Jon Mason <jdmason@xxxxxxxxxx> :
> rtl8169_close contains a call to netif_poll_disable. This call sets and
> spins
> on the __LINK_STATE_RX_SCHED bit, which isn't really a problem if this
> function is only called in close (as that bit is off with NAPI off).
> However, if the driver hits a transmit timeout (or any other call that
> references rtl8169_wait_for_quiescence), the the module will hang
> indefinitely during any subsequent call to netif_poll_disable or dev_close
> function call because this bit is now set.
>
> Since this function should not really be called with NAPI off, I chose to
> remove the calls if NAPI is not defined (See patch below). The patch is
> against the 2.6.10-rc1-mm2 version of the driver. I have verified that this
> fixes the problem on ppc64 and x86_64.
Yep but it seems to me that there is still a window for a race with NAPI
if the relevant error path is taken:
1 - Tx timeout
2 - rtl8169_reset_task: netif_poll_disable is issued. Assume that the
refilling of the Rx buffers fails -> rtl8169_reset_task schedules
itself for later
3 - operator closes the device: netif_running(dev) == 0 and rtl8169_close()
is issued
4 - rtl8169_close() loops on netif_poll_disable()
Neither __netif_rx_schedule nor netif_poll_enable was issued. Deadlock.
It should be enough to change rtl8169_wait_for_quiescence() for:
static void rtl8169_wait_for_quiescence(struct net_device *dev)
{
synchronize_irq(dev->irq);
/* Wait for any pending NAPI task to complete */
netif_poll_disable(dev);
RTL_W16(IntrMask, 0x00);
netif_poll_enable(dev);
}
There will be a few "interrupt XXX taken in poll" when it races with
the irq handler but they are harmless anyway [*].

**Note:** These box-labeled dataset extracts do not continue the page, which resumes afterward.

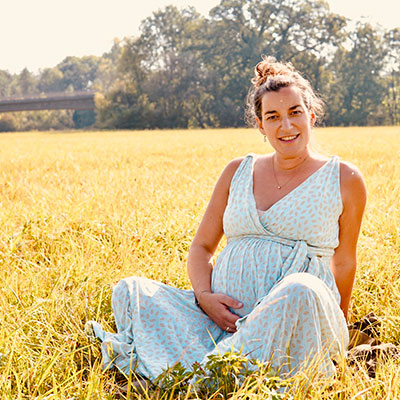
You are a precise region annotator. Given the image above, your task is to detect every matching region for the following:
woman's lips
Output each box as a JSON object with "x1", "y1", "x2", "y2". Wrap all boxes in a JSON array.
[{"x1": 278, "y1": 133, "x2": 300, "y2": 143}]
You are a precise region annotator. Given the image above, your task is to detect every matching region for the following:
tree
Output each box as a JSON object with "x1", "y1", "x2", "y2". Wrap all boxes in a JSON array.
[
  {"x1": 328, "y1": 23, "x2": 386, "y2": 126},
  {"x1": 57, "y1": 56, "x2": 100, "y2": 91}
]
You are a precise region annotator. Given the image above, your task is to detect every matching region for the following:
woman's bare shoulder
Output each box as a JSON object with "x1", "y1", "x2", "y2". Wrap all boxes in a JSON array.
[{"x1": 340, "y1": 161, "x2": 367, "y2": 207}]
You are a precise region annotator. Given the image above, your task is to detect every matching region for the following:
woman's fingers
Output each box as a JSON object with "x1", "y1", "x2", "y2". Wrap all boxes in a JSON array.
[
  {"x1": 219, "y1": 294, "x2": 243, "y2": 309},
  {"x1": 200, "y1": 293, "x2": 243, "y2": 333}
]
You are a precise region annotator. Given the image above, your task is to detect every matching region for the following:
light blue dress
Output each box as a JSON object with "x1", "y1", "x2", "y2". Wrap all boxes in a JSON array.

The lack of netif_poll_enable() after netif_wake_queue() in
rtl8169_reset_task() which you suggested to me should also be fixed
with this change.
[*] Ok, it should be possible to have a BUG_ON due to the simultaneous
invocation of rtl8169_reinit_task() and rtl8169_reset_task() under
weird circumstances but this one will be easily fixed by an
adequate netif_queue_stopped() in rtl8169_pcierr_interrupt().
--
Ueimor
|